Aslında zurnanın zırt dediği yer de burası, rakip 20 günde transfer yaptı yeni yönetimiyle ve bildik-tanıdık oyuncular aldılar, kadro kaliteleri de ortada. Yıldız adamdan zarar gelmiyor, maç alıyor, 37 yaşındaki Gomis ve 40 yaşındaki Muslera Galatasaray’ı haftalarca yarışın içinde tuttu. Ki, Muslera’nın geldiği günden bu yana burun farkıyla şampiyonluklardaki burun faktörü olduğunu bilmeyen yok..
Ve en önemlisi. Fenerbahçe’nin kalecisi yok. Altay’la Fenerbahçe şampiyon olamaz demekten bıktım, iyi bir yatırım fikriydi bir zamanlar ama tutmadı, gelişmedi, gereksiz yere sahip çıkıldı. Fenerbahçe koskoca bir kulüp, hedefleri olan bir kulüp, İdmanyurdu falan değil, kaleciyle kumar oynama lüksün yok, senin yedek kalecin bile tecrübeli olmalı. Meksika Milli takımı turnuvaya 3 kaleci ile geldi, biri 35, diğeri 37, öteki de 40 yaşında. Meksika’lı 25 yaşında bir tane kaleci yok mu, oynamasa da tecrübe kazansın, bi Dünya Kupası görsün? Var elbette ama kumar oynamaya ne gerek var? Genç kaleciyi alırsın ama bir yere kiraya verirsin, beğenirsen yedek kaleci olarak hazırlasın yavaş yavaş, Altay’la hiç bir zaman olmaz bu iş, olmayacak da. Refleksi iyi kaleci ile iyi kaleci arasında fark var. Yetenekli futbolcu ile iyi futbolcu arasında da fark var, mesela İrfancan Kahveci sadece yetenekli oyuncu. İyi takım ile kaliteli takım arasında da fark var, Fenerbahçe kaliteli bir takım değil, işin özeti de bu.
Şu takımın bir tane yıldızı var, o da Jesus diye-diye dilimde tüy bitti. Şu takımda kimin formasını alırsın? Ferdi ve Crespo hariç taraftarın üzerinde uzlaştığı kaç oyuncu var? Bence yok. Szalai bile desen taraftarın yarısı oynasın der, yarısı satılsın der. Fenerbahçe’nin kadro kalitesi bu kadar işte, kimse kendini kandırmasın.

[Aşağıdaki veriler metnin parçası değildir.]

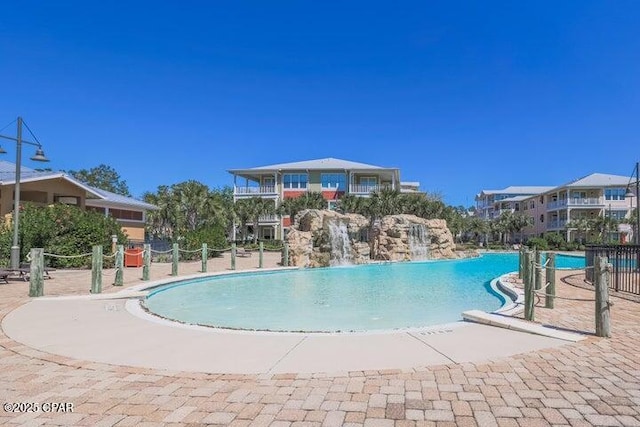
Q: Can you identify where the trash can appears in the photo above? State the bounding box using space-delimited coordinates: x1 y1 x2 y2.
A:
124 248 142 267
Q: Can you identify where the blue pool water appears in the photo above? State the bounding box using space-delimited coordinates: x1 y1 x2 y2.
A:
145 254 584 332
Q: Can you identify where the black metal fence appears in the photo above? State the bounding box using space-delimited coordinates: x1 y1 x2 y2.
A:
585 245 640 295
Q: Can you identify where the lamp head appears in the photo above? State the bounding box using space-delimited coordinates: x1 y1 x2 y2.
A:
31 147 49 162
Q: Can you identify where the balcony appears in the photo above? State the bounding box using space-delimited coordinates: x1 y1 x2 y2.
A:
258 214 280 224
569 197 604 206
349 184 391 194
233 185 277 197
547 219 567 230
547 197 604 210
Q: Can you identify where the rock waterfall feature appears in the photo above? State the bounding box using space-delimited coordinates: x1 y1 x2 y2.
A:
287 209 460 267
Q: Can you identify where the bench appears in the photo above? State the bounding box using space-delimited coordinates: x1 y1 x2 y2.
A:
16 263 56 282
236 248 251 257
0 270 12 283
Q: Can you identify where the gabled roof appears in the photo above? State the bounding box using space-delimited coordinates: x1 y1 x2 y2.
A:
86 186 158 211
496 194 537 203
557 173 629 188
229 157 397 173
0 160 158 210
478 185 555 196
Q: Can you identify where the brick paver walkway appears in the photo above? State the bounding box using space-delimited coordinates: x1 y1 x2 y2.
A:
0 254 640 427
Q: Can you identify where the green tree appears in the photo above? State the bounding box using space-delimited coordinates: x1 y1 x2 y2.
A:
143 180 235 241
0 203 126 267
235 197 276 244
67 164 131 196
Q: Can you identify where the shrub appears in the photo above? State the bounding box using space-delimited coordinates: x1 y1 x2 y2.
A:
0 203 126 268
180 226 228 259
527 237 549 251
544 233 567 250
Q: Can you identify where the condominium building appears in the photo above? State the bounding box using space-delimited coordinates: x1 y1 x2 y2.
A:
523 173 637 242
475 186 553 219
476 173 637 241
228 158 420 239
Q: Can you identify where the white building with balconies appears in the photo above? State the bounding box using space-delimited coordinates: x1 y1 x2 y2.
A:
228 158 420 239
522 173 637 241
476 185 553 219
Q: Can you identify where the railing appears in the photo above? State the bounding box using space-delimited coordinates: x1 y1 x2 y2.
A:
349 184 391 194
547 199 567 210
258 214 280 222
547 219 567 229
569 197 604 206
547 197 604 210
585 245 640 295
233 185 276 195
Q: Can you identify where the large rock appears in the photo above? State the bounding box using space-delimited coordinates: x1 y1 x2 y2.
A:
287 209 458 267
373 215 458 261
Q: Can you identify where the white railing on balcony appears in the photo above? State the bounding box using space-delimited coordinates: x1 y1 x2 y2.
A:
349 184 391 194
547 219 567 230
547 197 604 210
547 199 567 210
569 197 604 206
234 185 276 195
258 214 280 222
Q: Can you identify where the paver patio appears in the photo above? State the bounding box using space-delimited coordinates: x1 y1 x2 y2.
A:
0 254 640 427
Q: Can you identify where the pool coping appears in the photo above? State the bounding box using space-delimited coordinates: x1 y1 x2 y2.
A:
2 267 584 375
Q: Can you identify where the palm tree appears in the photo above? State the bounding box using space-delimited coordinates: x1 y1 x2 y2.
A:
565 218 591 243
509 212 533 242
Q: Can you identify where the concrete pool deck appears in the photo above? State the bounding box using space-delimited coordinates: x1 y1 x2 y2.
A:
0 254 640 427
2 298 567 374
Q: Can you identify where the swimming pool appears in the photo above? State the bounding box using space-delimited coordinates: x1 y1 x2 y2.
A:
145 254 584 332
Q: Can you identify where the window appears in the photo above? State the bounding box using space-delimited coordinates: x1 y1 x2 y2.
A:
605 210 627 221
360 176 378 187
282 173 307 189
320 173 347 190
604 188 627 200
262 176 275 187
109 208 142 221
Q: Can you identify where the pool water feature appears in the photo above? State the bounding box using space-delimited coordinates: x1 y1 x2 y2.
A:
328 221 353 266
407 224 430 261
144 254 584 332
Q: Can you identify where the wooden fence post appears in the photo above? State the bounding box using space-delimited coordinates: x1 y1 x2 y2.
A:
113 245 124 286
594 256 611 338
142 243 151 280
534 250 544 291
231 242 236 270
518 246 524 279
29 248 44 297
282 242 289 267
524 251 535 320
544 253 556 308
200 243 209 273
171 243 180 276
91 245 102 294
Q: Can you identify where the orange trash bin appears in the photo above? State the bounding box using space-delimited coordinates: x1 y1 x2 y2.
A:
124 248 142 267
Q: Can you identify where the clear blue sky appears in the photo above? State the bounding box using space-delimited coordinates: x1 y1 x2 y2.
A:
0 0 640 205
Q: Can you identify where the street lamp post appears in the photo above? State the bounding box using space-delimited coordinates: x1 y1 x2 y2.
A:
0 117 49 270
625 162 640 245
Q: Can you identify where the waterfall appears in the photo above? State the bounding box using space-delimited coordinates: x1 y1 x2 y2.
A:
328 221 353 265
407 224 430 261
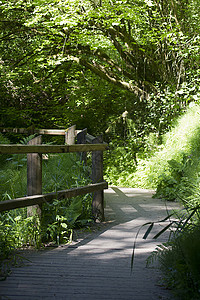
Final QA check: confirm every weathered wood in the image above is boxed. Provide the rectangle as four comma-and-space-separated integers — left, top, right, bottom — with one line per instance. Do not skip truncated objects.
86, 133, 95, 144
0, 144, 108, 154
0, 127, 66, 135
92, 135, 104, 221
27, 135, 42, 216
0, 181, 108, 212
77, 128, 87, 164
65, 125, 76, 145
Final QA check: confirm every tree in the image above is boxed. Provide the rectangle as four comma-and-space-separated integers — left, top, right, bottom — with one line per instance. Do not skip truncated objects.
0, 0, 199, 136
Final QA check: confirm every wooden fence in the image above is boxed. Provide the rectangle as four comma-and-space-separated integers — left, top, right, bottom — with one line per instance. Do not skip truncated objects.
0, 125, 108, 221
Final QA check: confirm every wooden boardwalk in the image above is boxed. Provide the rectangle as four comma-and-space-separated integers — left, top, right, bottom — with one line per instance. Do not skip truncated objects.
0, 187, 180, 300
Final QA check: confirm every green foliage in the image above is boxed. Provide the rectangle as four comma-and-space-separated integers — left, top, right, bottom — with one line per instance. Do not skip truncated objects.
147, 206, 200, 300
0, 149, 92, 272
125, 105, 200, 200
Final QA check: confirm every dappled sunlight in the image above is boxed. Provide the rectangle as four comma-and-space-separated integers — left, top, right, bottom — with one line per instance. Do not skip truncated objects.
0, 188, 172, 300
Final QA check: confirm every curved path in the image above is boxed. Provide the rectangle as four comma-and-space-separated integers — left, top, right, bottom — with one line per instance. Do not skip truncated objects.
0, 187, 178, 300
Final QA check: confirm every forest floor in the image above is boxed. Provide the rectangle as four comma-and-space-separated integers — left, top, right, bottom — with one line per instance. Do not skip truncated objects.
0, 187, 179, 300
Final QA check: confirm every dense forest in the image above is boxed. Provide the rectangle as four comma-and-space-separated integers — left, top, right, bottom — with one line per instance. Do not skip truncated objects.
0, 0, 200, 299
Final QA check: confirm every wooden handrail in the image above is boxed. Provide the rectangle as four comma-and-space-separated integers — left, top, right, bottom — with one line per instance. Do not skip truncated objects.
0, 182, 108, 212
0, 144, 108, 154
0, 125, 108, 220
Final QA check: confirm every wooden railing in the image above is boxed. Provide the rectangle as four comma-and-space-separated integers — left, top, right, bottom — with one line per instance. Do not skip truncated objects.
0, 126, 108, 221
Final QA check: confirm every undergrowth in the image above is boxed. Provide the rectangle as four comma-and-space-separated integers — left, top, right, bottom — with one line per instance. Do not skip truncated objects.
0, 135, 92, 278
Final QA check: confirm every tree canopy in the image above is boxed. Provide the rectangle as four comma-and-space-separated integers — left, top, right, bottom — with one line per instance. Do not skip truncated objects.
0, 0, 200, 136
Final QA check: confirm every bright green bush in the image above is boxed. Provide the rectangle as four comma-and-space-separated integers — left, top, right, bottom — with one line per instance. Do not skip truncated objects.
0, 149, 92, 270
131, 105, 200, 200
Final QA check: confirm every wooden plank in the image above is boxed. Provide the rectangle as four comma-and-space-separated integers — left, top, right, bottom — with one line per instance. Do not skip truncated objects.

Az ve öz transfer yapman lazım, halen daha bir tane kanat forvet, bir tane santrfor, bir tane kaleci şart ve hatta bir tane de 10 numara ama bakmayacaksın maaşına, bakmayacaksın yaşına, alıp geleceksin ama Ali Koç almaz ve alamaz ve durum da böyle olunca Fenerbahçe Ali Koç’tan kurtulamadığı müddetçe şampiyonluk falan da göremez, elinde malzeme yoksa Jesus’u geç Klopp’u getirsen nafile.

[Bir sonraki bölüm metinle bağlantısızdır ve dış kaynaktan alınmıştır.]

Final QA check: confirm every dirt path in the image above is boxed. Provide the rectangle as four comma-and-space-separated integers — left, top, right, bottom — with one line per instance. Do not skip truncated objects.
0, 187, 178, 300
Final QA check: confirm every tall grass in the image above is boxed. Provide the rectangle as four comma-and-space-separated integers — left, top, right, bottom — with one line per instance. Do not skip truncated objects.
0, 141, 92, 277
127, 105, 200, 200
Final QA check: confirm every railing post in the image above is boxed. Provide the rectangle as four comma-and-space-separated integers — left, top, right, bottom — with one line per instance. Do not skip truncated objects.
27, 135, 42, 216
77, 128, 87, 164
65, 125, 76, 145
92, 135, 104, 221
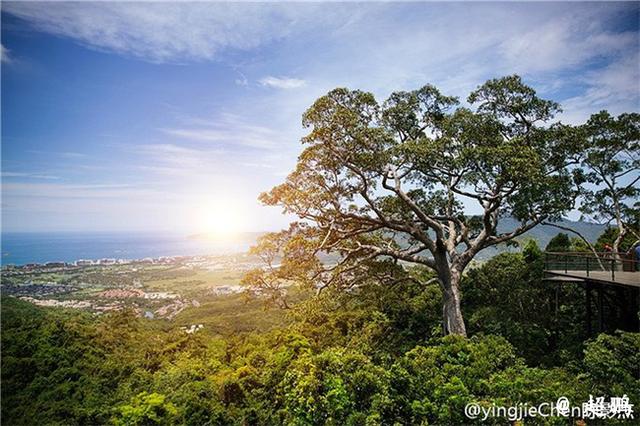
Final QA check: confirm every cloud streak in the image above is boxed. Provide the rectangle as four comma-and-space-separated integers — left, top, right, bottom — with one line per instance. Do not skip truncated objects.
2, 2, 340, 62
260, 76, 307, 89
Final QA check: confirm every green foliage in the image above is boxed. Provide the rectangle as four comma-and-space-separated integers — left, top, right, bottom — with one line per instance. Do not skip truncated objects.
584, 332, 640, 401
113, 392, 178, 426
595, 227, 638, 252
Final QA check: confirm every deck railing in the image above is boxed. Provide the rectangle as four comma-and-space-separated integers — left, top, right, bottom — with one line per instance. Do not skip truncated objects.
544, 252, 640, 281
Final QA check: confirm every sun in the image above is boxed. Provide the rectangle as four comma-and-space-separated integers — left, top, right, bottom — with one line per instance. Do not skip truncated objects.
197, 198, 244, 237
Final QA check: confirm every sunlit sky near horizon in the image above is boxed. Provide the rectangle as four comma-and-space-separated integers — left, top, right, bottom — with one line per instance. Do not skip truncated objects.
2, 2, 640, 232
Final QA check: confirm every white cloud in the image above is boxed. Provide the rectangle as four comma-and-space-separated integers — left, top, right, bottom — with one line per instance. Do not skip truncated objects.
260, 76, 307, 89
160, 114, 280, 150
2, 2, 340, 62
2, 172, 60, 179
562, 52, 640, 123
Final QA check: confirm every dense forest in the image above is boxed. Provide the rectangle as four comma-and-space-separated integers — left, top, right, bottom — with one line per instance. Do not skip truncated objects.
2, 76, 640, 425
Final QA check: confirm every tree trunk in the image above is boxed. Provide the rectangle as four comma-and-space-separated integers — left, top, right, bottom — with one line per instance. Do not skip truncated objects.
438, 270, 467, 337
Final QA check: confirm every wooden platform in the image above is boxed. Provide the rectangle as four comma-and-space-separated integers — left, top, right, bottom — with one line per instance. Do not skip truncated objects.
545, 270, 640, 288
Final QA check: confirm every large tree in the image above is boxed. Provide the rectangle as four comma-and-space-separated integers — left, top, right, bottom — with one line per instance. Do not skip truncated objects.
247, 76, 578, 335
580, 111, 640, 256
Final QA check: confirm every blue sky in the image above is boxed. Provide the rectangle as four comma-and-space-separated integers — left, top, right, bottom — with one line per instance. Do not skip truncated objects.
2, 2, 640, 232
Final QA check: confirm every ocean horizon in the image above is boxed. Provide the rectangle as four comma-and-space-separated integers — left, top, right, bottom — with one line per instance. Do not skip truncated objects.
0, 232, 260, 265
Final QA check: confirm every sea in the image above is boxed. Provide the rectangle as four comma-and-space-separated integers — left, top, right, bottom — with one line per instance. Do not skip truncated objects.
1, 232, 260, 265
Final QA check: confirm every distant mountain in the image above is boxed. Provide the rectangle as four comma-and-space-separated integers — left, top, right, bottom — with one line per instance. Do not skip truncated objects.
477, 218, 606, 259
498, 218, 606, 248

Şampiyonluk tamamen kaçmış değil, Fenerbahçe’nin şampiyonluğu ne kadar isteyip istemediği önemli, Drogba-Sneijder paket yapıp ben şampiyonluk istiyorum diyebiliyorsan şampiyon olursun ama sen hala Samet’le vs ile uğraşıyorsan bir 10 sene daha bu iş olmaz.